King’s email, sent to Llambias and Leach at their Rangers club email addresses, reads: “Gentlemen I refer to our joint telephone call yesterday and to prior indirect approaches on your joint behalf to secure exit compensation. For the record, I confirm that yesterday’s call was recorded in terms of WH Ireland’s routine policy.
“During yesterday’s call Mr Llambias advised me that the result of my requisitioning was a ‘landslide’ in my favour.
“This was already recognised by messrs. Easdale and Somers last week resulting in their resignations to avoid the wasted cost of holding a general meeting.
“As a courtesy Mr Somers advised me that he would assist in the handover and he agreed to remain a director until the 6th March thereby ensuring that the requisite appointments could be effected without the cost of a meeting.
“I was subsequently disappointed that Mr Somers resigned on Monday with immediate effect. When asked to explain this sudden change of mind he advised that this was done at your joint request. You have now engineered an outcome whereby I require your cooperation to implement the requisitioned changes without the need for wasted costs and are using this in an attempt to extract a profitable exit from the company.

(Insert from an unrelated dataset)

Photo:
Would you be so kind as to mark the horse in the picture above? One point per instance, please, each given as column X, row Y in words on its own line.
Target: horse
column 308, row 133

“I made it clear yesterday that I am not amenable to that. I point out to you both that your fiduciary responsibilities as directors of the company can not be exercised to your personal advantage. I call on you to immediately implement the appointment of directors as discussed with [the club’s Nomad WH Ireland] followed immediately by your resignations.
“If you fail to do so, and costs are incurred on the now unnecessary general meeting, you will be jointly responsible in your personal capacity for such wasted costs. Your attempts to resign from your management functions can only be dealt with after the changes to the board have been made and there is authority on both sides to act on any decision reached.
“Given the urgency (caused by your failure to act as your co-directors did) I call on you to immediately, on receipt of this email, confirm that you will proceed as requested. This should have happened last week.”
But any prospect of the general meeting being cancelled was ruled out by Rangers’ formal response to the stock exchange a few hours later in which they also repeated their claim that the club’s shares could be suspended as a result of King’s eligibility to become a director in light of his £44 million settlement with South African Revenue Services in 2013 for 41 charges of contravening tax laws in his adopted homeland.
“The board of Rangers notes the press release from David King issued today,” it read. “Proxy voting closes tomorrow morning (Wednesday) at 10am, and at the current time a significant number of shares have not yet voted; the outcome cannot therefore be determined with certainty. The position of the proxy voting will not be announced ahead of the meeting for regulatory reasons, and in any event shareholders have the right to revoke their proxy vote by attendance in person at the general meeting.
“The directors believe that they have at all times sought to act in the best interests of Rangers for the benefit of its shareholders as a whole and refute in the strongest possible terms any suggestion that this is not the case and in particular any suggestion that they have given their personal interests priority over those of the company.”
Meanwhile, the separate announcement regarding the Sports Direct loan made it clear King may immediately have to find the funds to meet Rangers’ short-term financial crisis, along with repaying the debt to Ashley whose initial £5 million tranche handed him security over Murray Park and other club property.